Here are my adjustments (along with their justifications).

I use more booze. Since egg nog is so filling I'll rarely have more than a glass or two, so I want my egg nog to drink more like a cocktail, not a lightly spiked glass of spiced milk. I invert the booze and dairy ratio, which makes it a more like a traditional flip, the cocktail family of which egg nog is a member. This nog has more bite without being too sharp, plus booze is where a lot of the flavor comes from.

In place of raw sugar I use cinnamon syrup. This is a real game changer. One of the trademarks of delicious egg nog is the baking spice flavors. You get some with the grated nutmeg, but cinnamon syrup - which is easy to make - takes it to another level. Plus mixing in a syrup is a lot quicker than blending the raw sugar into the eggs. If making cinnamon syrup is not in the cards, you can still use regular one to one simple syrup and add a few shakes of powdered cinnamon.

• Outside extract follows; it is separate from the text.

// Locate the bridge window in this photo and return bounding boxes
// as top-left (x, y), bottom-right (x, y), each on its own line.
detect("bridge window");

I keep the eggs whole. Many recipes call for the eggs to be separated so the whites can be beaten and folded in at the end for a fluffier texture. But I prefer the richer, smoother texture, you get from the whole eggs, not to mention it's much less work.

My Christmas Egg Nog

12 eggs
9 oz Cognac - I used Pierre Ferrand Ambre
9 oz Dark Rum - I used Ron Zacapa 23
9 oz Heavy Cream
9 oz Cinnamon Syrup*
Grated Nutmeg

Method:
In a food processor, blender or with an immersion blender, blend the eggs, cream and cinnamon syrup together. Then add the booze, stirring thoroughly until fully mixed. Grate in a whole mess of nutmeg and refrigerate for a minimum of 4 hours, preferably overnight, stirring occasionally. For best results put in the freezer 20 minutes before serving. When ready to serve give it a final stir and pour into punch cups or small rocks glasses. Garnish each glass with a little more grated nutmeg.

*Cinnamon Syrup
2 cups 1:1 simple Syrup
1/3 cup crushed cinnamon sticks or cinnamon bark
Combine in a small pot and bring to a boil. Remove from heat and let sit for 4 hours or overnight. Strain out the solids and refrigerate.

What Booze to Use
Which spirits you use are flexible, just stick to things that are brown. The split between cognac, and rum is pure magic and the Pierre Ferrand Ambre Cognac and Ron Zacapa 23 that I use are excellent buys for the price and quality. But no one will complain with an all-rum or all-cognac egg nog. Nor will they mind a bourbon one either.

Chilling Time
Allowing time to get it chilled is key. This recipe is heavier on the booze and there's no shaking of any kind so it needs time to fully congeal. Once it does, the texture becomes luxuriously thick and decadent and the colder it is the better. You can even put it in the freezer for an hour or so, as long as you keep an eye on it. Or better yet, if you live somewhere cold enough just cover it and stick it outside. 25-30 degrees is ideal egg nog chilling weather.

Make Ahead
One of the best things about egg nog - there are so many - is that it keeps. You can make it a week in advance, probably more I've just never had a batch last that long. So put making the egg nog on your prep list in the days leading up to Christmas and you'll have it chilled and ready to go on the big day.

Varying it Up
This recipe is easily varied upon. If you want to make a more traditional less booze forward nog, take the above recipe and add 9-18 oz whole milk. For a little more kick, add 3 ounces more of each spirit (not more than that though).

Pumpkin Egg Nog
If you're feeling adventurous use the above recipe as a template and experiment with adding other flavors. Here's one of my favorites. Adding pumpkin to egg nog is a no-brainer and very festive. The nice thing about pumpkin in this recipe is that is actually tastes like pumpkin and not just pumpkin spice flavors.

6 eggs
2/3 Cup Real Pumpkin Puree (not pumpkin pie mix)
18 oz Bourbon
9 oz Heavy Cream
9 oz Cinnamon Syrup*
1/2 Teaspoon Ground Allspice
Grated Nutmeg

Method the same as above. Add the pumpkin in with the eggs, cream and cinnamon syrup.

Happiest of holidays to you all! And a cup of good cheer!